Say, I've got a class definition,

class A; a = 1; end

How could get the value of 'a' outside of A?

I've tried:

eval 'p a', A.send(:binding)

failed, said:

NameError: undefined local variable or method `a' for A:Class
from (irb):2:in `send'
from (irb):2
from :0
A: 

I don't think so (without resorting to source-inspection). A binding is ultimately tied to some lexical scope: how to access it from another unless it's been stored? The example below cheats, of course.

b = class A
  x = 20
  binding
end

eval "p x", b

This may also be implementation-specific (on 1.8.7 but not 1.9, for instance). I have tried all the combinations of bindings and/or local_variables that I can think of and still no love. Of course, I could just be doing it wrong. It would be nice to see a solution.

pst
good one, the point here is to access the local variable without returning the binding
leomayleomay
A: 

With that precise definition, there is a way:

secret_val = class A; a = 1; end
puts a

Otherwise, once the class definition context goes away, that local variable disappears.

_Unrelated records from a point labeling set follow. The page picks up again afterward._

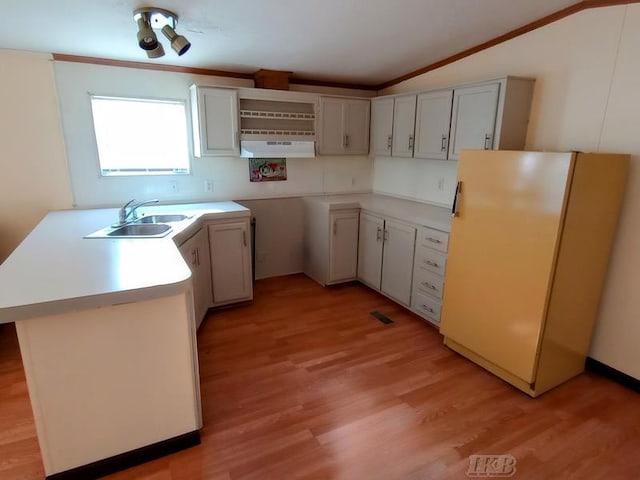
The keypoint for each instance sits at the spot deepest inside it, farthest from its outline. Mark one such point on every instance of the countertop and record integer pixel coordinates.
(55, 270)
(424, 214)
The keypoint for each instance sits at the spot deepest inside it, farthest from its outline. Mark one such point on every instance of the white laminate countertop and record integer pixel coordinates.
(424, 214)
(55, 270)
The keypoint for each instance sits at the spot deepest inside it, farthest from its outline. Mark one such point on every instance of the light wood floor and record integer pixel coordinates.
(304, 383)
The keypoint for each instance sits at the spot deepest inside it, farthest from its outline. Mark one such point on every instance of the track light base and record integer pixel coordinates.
(157, 17)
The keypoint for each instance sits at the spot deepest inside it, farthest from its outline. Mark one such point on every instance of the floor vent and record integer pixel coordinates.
(381, 316)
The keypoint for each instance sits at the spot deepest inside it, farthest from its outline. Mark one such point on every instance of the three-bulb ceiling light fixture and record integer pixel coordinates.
(149, 18)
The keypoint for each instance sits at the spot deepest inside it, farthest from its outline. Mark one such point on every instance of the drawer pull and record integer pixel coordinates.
(428, 285)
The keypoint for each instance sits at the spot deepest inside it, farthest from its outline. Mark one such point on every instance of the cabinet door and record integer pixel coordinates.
(381, 126)
(195, 252)
(473, 119)
(357, 126)
(370, 250)
(433, 119)
(218, 122)
(230, 250)
(404, 118)
(332, 127)
(202, 280)
(343, 246)
(397, 263)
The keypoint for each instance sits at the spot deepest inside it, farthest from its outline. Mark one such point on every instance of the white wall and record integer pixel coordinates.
(230, 174)
(587, 97)
(34, 175)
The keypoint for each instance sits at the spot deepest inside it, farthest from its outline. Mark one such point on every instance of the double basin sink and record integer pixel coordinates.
(145, 227)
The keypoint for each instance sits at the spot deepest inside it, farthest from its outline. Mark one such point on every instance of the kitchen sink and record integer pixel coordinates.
(140, 230)
(162, 218)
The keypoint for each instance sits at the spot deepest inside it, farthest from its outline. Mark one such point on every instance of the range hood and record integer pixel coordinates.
(277, 149)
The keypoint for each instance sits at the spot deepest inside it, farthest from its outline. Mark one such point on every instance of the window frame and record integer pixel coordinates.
(140, 173)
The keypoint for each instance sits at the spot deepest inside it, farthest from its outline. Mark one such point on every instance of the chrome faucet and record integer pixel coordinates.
(123, 214)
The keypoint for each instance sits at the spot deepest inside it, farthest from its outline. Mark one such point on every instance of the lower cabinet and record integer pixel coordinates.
(428, 273)
(386, 256)
(195, 252)
(230, 250)
(330, 242)
(343, 246)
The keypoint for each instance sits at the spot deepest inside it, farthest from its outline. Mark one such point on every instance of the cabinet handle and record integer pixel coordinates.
(454, 208)
(428, 285)
(487, 142)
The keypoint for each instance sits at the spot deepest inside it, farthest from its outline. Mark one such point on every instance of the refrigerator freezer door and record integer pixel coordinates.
(502, 253)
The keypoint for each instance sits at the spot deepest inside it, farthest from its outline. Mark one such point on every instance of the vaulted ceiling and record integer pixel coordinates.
(366, 42)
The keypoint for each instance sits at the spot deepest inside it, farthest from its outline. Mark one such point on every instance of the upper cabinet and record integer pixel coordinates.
(215, 121)
(473, 118)
(344, 126)
(487, 115)
(381, 125)
(404, 119)
(433, 120)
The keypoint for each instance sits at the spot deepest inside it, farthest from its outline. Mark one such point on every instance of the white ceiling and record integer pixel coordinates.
(354, 41)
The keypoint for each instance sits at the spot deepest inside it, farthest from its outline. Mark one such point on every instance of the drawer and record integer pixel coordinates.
(426, 306)
(428, 237)
(429, 259)
(428, 282)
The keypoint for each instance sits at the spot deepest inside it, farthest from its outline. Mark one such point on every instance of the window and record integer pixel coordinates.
(140, 136)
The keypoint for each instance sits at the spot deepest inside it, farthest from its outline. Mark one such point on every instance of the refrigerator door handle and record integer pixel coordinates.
(454, 208)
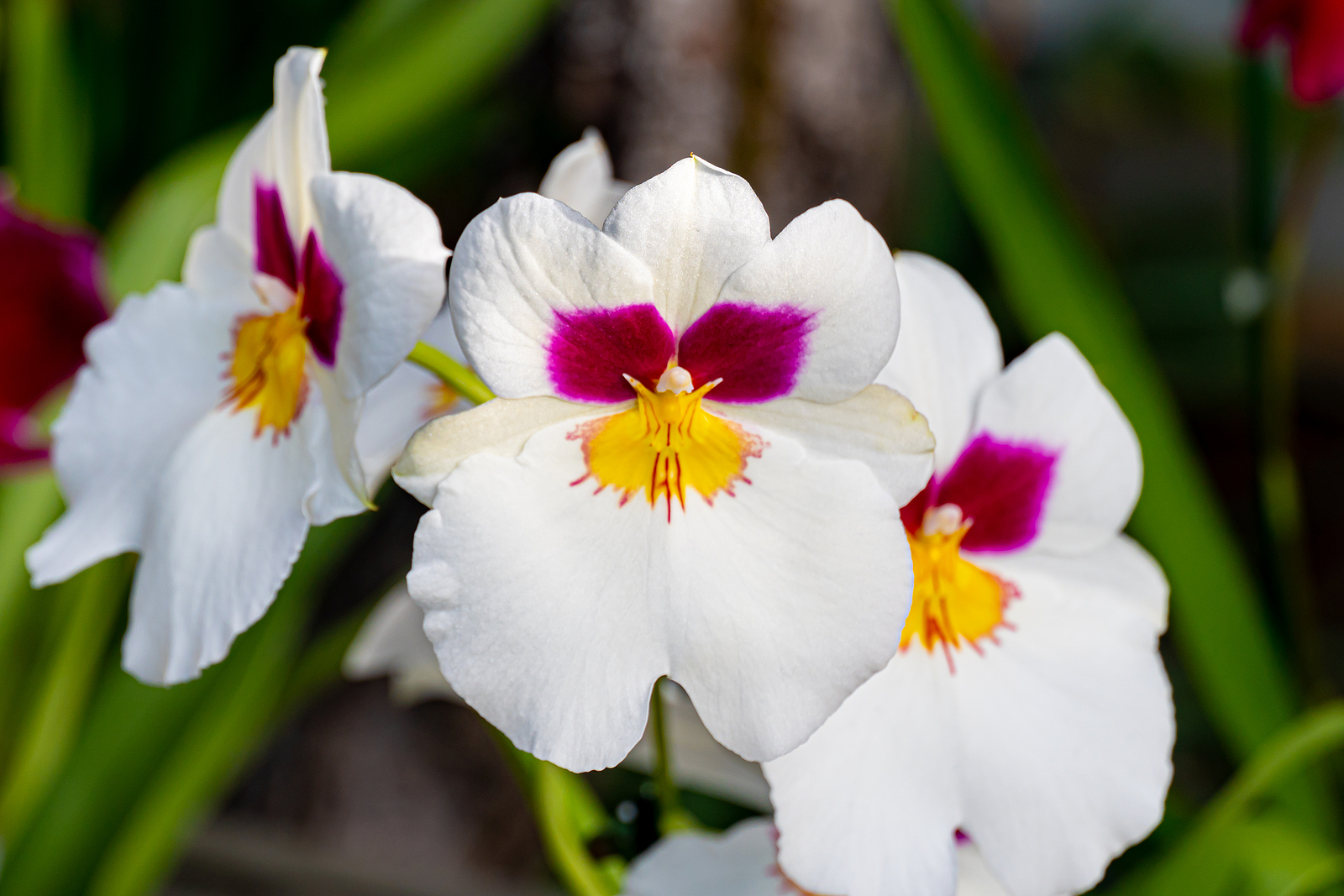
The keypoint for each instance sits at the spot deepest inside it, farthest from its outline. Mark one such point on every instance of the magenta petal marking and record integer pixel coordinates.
(13, 448)
(275, 248)
(323, 308)
(757, 351)
(1000, 486)
(591, 349)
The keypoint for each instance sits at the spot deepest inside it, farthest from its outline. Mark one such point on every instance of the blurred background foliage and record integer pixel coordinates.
(1109, 168)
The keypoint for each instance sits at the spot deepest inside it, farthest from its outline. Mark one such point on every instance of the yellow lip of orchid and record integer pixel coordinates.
(954, 600)
(665, 443)
(270, 352)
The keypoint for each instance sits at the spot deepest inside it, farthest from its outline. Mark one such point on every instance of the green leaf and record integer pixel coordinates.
(151, 761)
(225, 730)
(1055, 280)
(66, 678)
(1200, 864)
(47, 116)
(393, 87)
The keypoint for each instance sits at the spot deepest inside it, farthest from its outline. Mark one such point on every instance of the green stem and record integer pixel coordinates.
(669, 799)
(568, 815)
(55, 716)
(456, 375)
(1280, 490)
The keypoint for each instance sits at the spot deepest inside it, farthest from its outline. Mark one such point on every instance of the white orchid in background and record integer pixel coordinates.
(743, 862)
(1027, 707)
(689, 470)
(215, 419)
(581, 177)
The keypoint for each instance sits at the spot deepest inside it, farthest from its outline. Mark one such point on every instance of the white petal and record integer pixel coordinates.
(533, 600)
(387, 249)
(391, 642)
(517, 264)
(877, 426)
(403, 402)
(331, 495)
(225, 527)
(581, 177)
(286, 148)
(1068, 721)
(554, 609)
(1052, 396)
(833, 265)
(218, 265)
(699, 762)
(692, 226)
(870, 804)
(155, 369)
(947, 352)
(499, 427)
(335, 453)
(736, 862)
(974, 875)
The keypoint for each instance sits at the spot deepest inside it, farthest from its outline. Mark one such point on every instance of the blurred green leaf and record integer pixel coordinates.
(148, 239)
(1055, 280)
(226, 728)
(47, 117)
(29, 504)
(129, 731)
(67, 674)
(151, 761)
(1203, 862)
(429, 62)
(1280, 859)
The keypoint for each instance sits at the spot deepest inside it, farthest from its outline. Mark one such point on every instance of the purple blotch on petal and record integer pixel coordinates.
(757, 351)
(1000, 486)
(275, 248)
(591, 351)
(322, 300)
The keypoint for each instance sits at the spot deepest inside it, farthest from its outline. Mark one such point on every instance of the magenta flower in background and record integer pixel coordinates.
(50, 297)
(1315, 34)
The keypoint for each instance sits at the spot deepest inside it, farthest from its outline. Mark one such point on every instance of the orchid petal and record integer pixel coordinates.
(877, 426)
(1050, 399)
(581, 177)
(769, 607)
(154, 372)
(832, 271)
(947, 352)
(205, 578)
(521, 266)
(691, 226)
(501, 427)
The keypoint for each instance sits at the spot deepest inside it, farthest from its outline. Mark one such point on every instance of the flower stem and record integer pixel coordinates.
(456, 375)
(671, 815)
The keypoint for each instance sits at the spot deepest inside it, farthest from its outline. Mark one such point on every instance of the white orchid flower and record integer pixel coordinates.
(581, 177)
(743, 862)
(1027, 705)
(689, 470)
(215, 419)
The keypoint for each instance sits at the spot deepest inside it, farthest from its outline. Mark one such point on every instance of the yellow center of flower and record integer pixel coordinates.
(665, 443)
(440, 401)
(268, 367)
(954, 600)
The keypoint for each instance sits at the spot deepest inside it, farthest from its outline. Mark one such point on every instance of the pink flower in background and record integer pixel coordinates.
(49, 298)
(1315, 34)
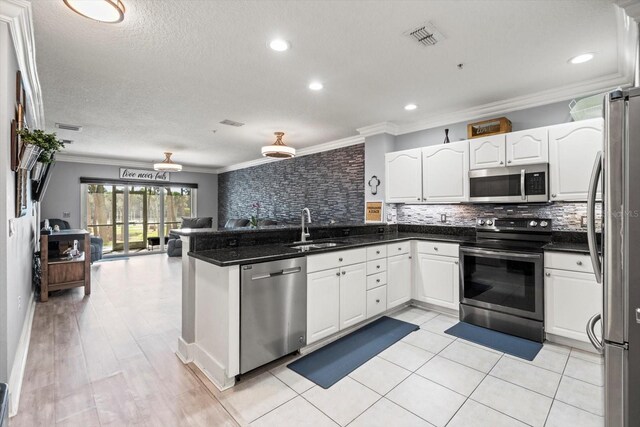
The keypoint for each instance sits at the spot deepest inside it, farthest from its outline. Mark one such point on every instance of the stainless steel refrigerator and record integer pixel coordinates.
(617, 267)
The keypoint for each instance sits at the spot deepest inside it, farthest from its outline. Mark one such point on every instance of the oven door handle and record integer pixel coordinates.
(499, 253)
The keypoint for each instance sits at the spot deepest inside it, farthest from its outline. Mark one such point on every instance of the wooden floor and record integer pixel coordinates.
(108, 359)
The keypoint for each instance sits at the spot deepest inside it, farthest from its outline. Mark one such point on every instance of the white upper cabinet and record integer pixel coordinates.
(446, 172)
(528, 147)
(403, 171)
(487, 152)
(572, 151)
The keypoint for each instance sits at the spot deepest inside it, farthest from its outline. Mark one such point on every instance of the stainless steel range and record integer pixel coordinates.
(501, 276)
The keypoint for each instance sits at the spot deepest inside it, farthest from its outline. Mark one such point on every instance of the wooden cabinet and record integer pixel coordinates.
(572, 152)
(445, 174)
(438, 275)
(398, 279)
(487, 152)
(61, 272)
(527, 147)
(403, 171)
(353, 295)
(323, 304)
(571, 298)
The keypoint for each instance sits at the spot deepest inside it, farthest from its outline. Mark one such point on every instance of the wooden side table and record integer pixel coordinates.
(63, 272)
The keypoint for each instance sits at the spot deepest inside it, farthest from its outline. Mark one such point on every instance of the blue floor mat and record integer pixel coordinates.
(329, 364)
(515, 346)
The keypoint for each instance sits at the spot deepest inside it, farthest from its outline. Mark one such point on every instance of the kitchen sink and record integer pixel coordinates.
(311, 246)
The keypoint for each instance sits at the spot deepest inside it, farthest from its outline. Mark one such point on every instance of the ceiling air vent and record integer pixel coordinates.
(426, 34)
(231, 123)
(73, 128)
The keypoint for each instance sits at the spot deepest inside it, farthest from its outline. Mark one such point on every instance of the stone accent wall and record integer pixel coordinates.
(330, 184)
(565, 216)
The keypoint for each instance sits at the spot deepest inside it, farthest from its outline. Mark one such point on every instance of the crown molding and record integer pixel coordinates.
(17, 14)
(327, 146)
(72, 158)
(375, 129)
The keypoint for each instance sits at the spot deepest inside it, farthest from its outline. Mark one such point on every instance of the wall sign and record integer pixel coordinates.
(144, 175)
(373, 212)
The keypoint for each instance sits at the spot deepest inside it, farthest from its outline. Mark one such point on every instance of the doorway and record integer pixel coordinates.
(134, 219)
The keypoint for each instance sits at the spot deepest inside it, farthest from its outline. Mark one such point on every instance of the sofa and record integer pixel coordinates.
(95, 241)
(174, 245)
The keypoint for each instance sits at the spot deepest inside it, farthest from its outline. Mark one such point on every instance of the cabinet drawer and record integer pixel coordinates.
(439, 248)
(399, 248)
(66, 272)
(376, 280)
(335, 259)
(376, 266)
(376, 252)
(376, 301)
(568, 261)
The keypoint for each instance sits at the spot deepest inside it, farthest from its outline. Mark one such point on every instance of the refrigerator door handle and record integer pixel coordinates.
(591, 324)
(591, 217)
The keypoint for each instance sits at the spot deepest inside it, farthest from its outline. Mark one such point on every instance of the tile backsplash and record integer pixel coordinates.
(566, 216)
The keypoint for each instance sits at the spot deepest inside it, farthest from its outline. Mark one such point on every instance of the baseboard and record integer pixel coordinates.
(212, 369)
(185, 351)
(20, 360)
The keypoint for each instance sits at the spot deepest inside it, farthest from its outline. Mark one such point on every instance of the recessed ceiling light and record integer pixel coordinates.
(580, 59)
(108, 11)
(279, 45)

Wait. In the original quiz question you linked to in the comments, those are instance variables, not locals. That's cake. Just use instance_variable_get("@a") on the class and an instance, respectively.

Chuck
to Chuck,serect_val = class A; a = 1; endputs secret_valwill print 1 to the screen, that's correct, but how could you get the value of 'a' if it's not the last expression in the class definition?